Optimal medical therapy in CCS remains unclear and several strategies have been described. Corticosteroids improve exudative enteropathy in 90.0–93.0% of all patients [4]. Targeted diets and supplements are used to treat malnutrition and ectodermal alterations [1, 17, 19, 21, 22]. Antibiotics are used to combat bacterial overgrowth or to treat co-infections and septicemia [17]. Corticosteroids are recommended as the mainstay of medical treatment and have been used in various combinations, e.g. antiplasmin therapy, H2-recepter antagonists, proton pump inhibitors, or cromolyn sodium. Takakura et al. [19] were the first to describe a direct response to a combination therapy of prednisolone (25 mg/d) together with mesalazine (1500 g/d) leading to a reduction in polyposis, abdominal pain and diarrhea within 6 months. This regimen also had positive effects on upper GI polyposis [23].

Mesalazine is known for its role in the treatment of chronic inflammatory bowel disease, it reduces pro-inflammatory prostaglandins and leukotrienes and inhibits cytokines. Independent from its anti-inflammatory features it appears to have an antiproliferative effect on colorectal adenomas [24].

The exact mechanism of action, especially in the upper GI tract, including in our case, remains unclear. Our patient received Pentasa® (Ferring Pharmaceuticals, Copenhagen, Denmark) consisting of ethylcellulose-covered microgranula which continuously release their content from duodenum to ileum in a pH- and time-dependent way allowing systemic absorption (25.0 to 30.0%) during the passage of the small intestine [25,26,27].

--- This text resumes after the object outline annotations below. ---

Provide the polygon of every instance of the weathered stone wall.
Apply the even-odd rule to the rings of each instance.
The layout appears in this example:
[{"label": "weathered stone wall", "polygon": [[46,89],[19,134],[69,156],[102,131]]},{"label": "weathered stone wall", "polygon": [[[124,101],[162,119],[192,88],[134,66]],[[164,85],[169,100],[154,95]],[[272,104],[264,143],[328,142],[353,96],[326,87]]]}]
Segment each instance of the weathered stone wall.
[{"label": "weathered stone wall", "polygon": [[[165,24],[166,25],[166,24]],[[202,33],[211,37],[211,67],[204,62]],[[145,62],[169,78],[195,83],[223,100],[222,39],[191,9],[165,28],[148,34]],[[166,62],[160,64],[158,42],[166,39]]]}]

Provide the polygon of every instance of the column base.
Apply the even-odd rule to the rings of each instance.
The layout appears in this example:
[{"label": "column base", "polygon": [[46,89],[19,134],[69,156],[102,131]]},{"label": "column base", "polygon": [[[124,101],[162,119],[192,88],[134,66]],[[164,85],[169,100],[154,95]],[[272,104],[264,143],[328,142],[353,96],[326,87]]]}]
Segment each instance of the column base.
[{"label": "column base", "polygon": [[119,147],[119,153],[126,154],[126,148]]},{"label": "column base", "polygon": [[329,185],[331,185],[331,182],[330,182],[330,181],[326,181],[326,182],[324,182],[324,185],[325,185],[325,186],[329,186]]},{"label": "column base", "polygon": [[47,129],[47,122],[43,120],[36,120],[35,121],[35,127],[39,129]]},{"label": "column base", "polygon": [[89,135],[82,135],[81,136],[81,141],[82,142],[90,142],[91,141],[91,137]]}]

In our case, the patient showed a good initial response to corticosteroid therapy, paired with nutritional supplements. However, we were faced with the problem of continued malnutrition and a non-healing distal radius fracture which required tapering steroids in the long run. This resulted in our decision to initiate mesalazine therapy and we opted for a dose within the recommended range (2.0–4.8 g/d in three divided doses) for the treatment of ulcerative colitis at that time [20].

Recently another case of CCS with longstanding remission has been published, however, in that case anti-inflammatory and immunosuppressive medications in addition to nutritional support resulted in sustained disappearance of clinical manifestations as well as the persistence of physical and psychological well-being over more than eight years [28]]. Our case also argues against the poor prognosis previously ascribed to patients with this syndrome. The successful combination of mesalazine with prednisolone in CCS as initially published by Takakura et al. [19] was confirmed and additionally a longstanding remission following a four year mesalazine monotherapy was shown.